I felt like clouds were being lifted, and then I happened to look up and notice a man sitting on one of the benches about ten feet from me. He was about middle aged or so... I'm really bad at gauging ages. There was really nothing terribly extraordinary about him at all. He was perhaps a businessman on his way home from work, accustomed to the drudgery of a long hard day. But I did feel a kind of aura about him that was calming, like the gentle vibration of the car we were riding in. And his face had an expression of dull enduring pain that I somehow related to immediately. I felt like I was looking into a mirror of a man who reflected all of the sorrow I had ever felt.

And, well... I can't really explain it well, but though our eyes met for only a brief instant and nothing more, I felt like I had told him everything about myself and my thoughts and my feelings in that one glance. As if in that one instant I had poured out all of the frustration and bad feeling I had ever experienced, which in turn evaporated then and there into the flickering fluorescent lights. And even more strangely, I felt like he had done the same for me.
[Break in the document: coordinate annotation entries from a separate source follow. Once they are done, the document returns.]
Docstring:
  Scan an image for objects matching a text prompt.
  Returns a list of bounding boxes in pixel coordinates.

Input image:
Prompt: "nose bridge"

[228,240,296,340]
Though we didn't speak or look at each other again, I felt like I had made a connection with a person for the first time in a long while. I know all of this sounds corny or cheesy, and I guess it is in retrospect. But you know how things are when you're caught up in a moment. Where it doesn't matter if things sound good in writing or to other's ears, all that matters is how you felt and how you perceived it at the time. Even I have to admit that I feel a bit silly writing about it now, but that's life, that's just how it happened.

It only lasted for a minute or too, and then, as if on cue, the car stopped at the station nearest my motel, and both he an I got up to exit. Again, no words, nothing, but I departed the car and ascended the stairs again into the wintry urban landscape. The cold drizzling had by now turned to pouring rain, but I didn't bother to run the few streets to my motel. The warmth of the moment on the subway lingered with me, and I was drenched by the time I arrived at my old gray room.

As if to make the moment last, I set about rearranging the furniture in my room to mimic my own childhood bedroom while I was growing up in my parents' house. The dresser on the south wall, the desk on the north, and the bed on the east wall, just below the window. And as I sat on the bed cross-legged the way I used to as a child, passing the time peering outside at the world through my second story window, I thought how much better the energy flowed through the room now that I had rearranged things in accordance with proper feng shui.